From 3eb9a4130a365ed0ce8ee3df7ebdd35c658ff27a Mon Sep 17 00:00:00 2001
From: youainti <youainti@protonmail.com>
Date: Fri, 30 Dec 2022 00:26:36 -0800
Subject: [PATCH] Got parsing updated to new format

---
 Parser/extraction_lib.py | 72 +++++++++++++++++++++++-----------------
 1 file changed, 41 insertions(+), 31 deletions(-)

diff --git a/Parser/extraction_lib.py b/Parser/extraction_lib.py
index 1d3b26b..8a3628f 100644
--- a/Parser/extraction_lib.py
+++ b/Parser/extraction_lib.py
@@ -123,14 +123,17 @@ def extract_study_statuses(study_status_form, version_a,version_b):
     StudyStatusData objects, 
 
     """
+
     #get rows
     rows = study_status_form.table.tbody.find_all("tr")
     #iterate through rows, 
     for trow in rows:
         #matching on rowLabels
+
         match tr_to_td(trow):
-            case ["Primary Completion:" as row_label, tag]: 
-                old,new = split_by_version(tag)
+            case ["Primary Completion:" as row_label, old,new]: 
+                print("row matched: {}".format(row_label)) if VERBOSE else ""
+
                 tagdate1 = extract_date_and_tag(old.text)
                 version_a._primary_completion_date = tagdate1.date
                 version_a._primary_completion_date_category = optional_strip(tagdate1.tag)
@@ -139,8 +142,8 @@ def extract_study_statuses(study_status_form, version_a,version_b):
                 version_b._primary_completion_date = tagdate2.date
                 version_b._primary_completion_date_category = optional_strip(tagdate2.tag)
 
-            case ["Study Start:" as row_label, tag]: 
-                old,new = split_by_version(tag)

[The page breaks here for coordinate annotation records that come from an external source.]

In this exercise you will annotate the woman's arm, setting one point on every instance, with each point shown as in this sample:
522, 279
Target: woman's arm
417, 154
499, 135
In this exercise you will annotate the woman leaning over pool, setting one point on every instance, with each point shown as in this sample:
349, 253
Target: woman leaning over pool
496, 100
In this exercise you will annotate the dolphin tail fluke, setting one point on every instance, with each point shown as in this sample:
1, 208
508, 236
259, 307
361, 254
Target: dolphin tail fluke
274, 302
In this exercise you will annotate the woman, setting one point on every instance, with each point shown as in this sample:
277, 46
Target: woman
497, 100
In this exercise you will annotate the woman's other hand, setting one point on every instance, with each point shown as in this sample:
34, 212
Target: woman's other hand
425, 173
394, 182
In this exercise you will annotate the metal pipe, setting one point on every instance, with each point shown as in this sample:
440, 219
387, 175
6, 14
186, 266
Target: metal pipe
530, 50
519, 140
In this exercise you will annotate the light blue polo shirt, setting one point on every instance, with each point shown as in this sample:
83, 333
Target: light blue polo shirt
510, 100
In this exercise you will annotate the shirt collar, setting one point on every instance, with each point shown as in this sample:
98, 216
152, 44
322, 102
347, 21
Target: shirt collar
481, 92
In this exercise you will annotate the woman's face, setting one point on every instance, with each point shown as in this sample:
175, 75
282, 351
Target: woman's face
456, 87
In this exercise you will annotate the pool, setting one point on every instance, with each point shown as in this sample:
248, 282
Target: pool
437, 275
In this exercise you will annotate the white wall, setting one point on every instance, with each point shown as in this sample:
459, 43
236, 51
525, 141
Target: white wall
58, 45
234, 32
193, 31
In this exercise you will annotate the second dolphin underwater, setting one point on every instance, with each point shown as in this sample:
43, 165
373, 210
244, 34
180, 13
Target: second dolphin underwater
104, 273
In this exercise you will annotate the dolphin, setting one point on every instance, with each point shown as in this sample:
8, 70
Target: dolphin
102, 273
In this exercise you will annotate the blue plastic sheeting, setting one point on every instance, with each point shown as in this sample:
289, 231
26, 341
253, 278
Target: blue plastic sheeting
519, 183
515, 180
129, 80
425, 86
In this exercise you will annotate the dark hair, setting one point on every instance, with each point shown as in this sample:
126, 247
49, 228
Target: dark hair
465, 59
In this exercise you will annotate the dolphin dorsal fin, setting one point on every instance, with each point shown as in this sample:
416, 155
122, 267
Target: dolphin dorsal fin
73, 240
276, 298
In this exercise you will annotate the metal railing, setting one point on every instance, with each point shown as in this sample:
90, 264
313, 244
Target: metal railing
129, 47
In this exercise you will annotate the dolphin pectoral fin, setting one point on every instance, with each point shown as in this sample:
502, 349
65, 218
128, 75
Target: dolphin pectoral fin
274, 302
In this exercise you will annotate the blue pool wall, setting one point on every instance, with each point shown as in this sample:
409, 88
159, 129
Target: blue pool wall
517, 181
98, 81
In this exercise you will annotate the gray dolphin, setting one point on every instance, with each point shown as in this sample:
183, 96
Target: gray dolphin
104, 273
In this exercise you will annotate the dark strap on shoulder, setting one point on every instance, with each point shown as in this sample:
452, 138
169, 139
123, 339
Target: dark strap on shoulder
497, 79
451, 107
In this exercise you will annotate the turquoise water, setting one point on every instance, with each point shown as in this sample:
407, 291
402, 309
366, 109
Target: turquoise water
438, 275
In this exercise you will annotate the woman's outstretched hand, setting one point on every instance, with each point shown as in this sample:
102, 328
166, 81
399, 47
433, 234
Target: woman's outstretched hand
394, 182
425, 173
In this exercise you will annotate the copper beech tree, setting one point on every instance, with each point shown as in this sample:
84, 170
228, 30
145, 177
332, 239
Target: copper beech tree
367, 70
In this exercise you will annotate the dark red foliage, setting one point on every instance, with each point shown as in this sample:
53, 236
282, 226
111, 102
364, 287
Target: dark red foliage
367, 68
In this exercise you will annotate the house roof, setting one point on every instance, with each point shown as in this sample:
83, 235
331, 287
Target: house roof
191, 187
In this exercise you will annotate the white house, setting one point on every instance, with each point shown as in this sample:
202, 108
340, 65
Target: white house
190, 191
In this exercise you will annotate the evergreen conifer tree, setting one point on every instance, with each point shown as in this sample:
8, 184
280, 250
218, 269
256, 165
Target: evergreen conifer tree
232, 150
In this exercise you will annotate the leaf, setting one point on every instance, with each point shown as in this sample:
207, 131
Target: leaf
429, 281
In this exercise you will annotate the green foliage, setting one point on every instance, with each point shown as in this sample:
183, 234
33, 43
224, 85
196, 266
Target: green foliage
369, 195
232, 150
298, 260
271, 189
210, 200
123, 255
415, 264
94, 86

+            case ["Study Start:" as row_label, old, new]: 
+                print("row matched: {}".format(row_label)) if VERBOSE else ""
                 tagdate1 = extract_date_and_tag(old.text)
                 version_a._start_date = tagdate1.date
                 version_a._start_date_category = optional_strip(tagdate1.tag)
@@ -149,21 +152,23 @@ def extract_study_statuses(study_status_form, version_a,version_b):
                 version_b._start_date = tagdate2.date
                 version_b._start_date_category = optional_strip(tagdate2.tag)
 
-            case ["Study Completion:" as row_label, tag]:
-                old,new = split_by_version(tag)
+            case ["Study Completion:" as row_label, old,new]:
+                print("row matched: {}".format(row_label)) if VERBOSE else ""
                 tagdate1 = extract_date_and_tag(old.text)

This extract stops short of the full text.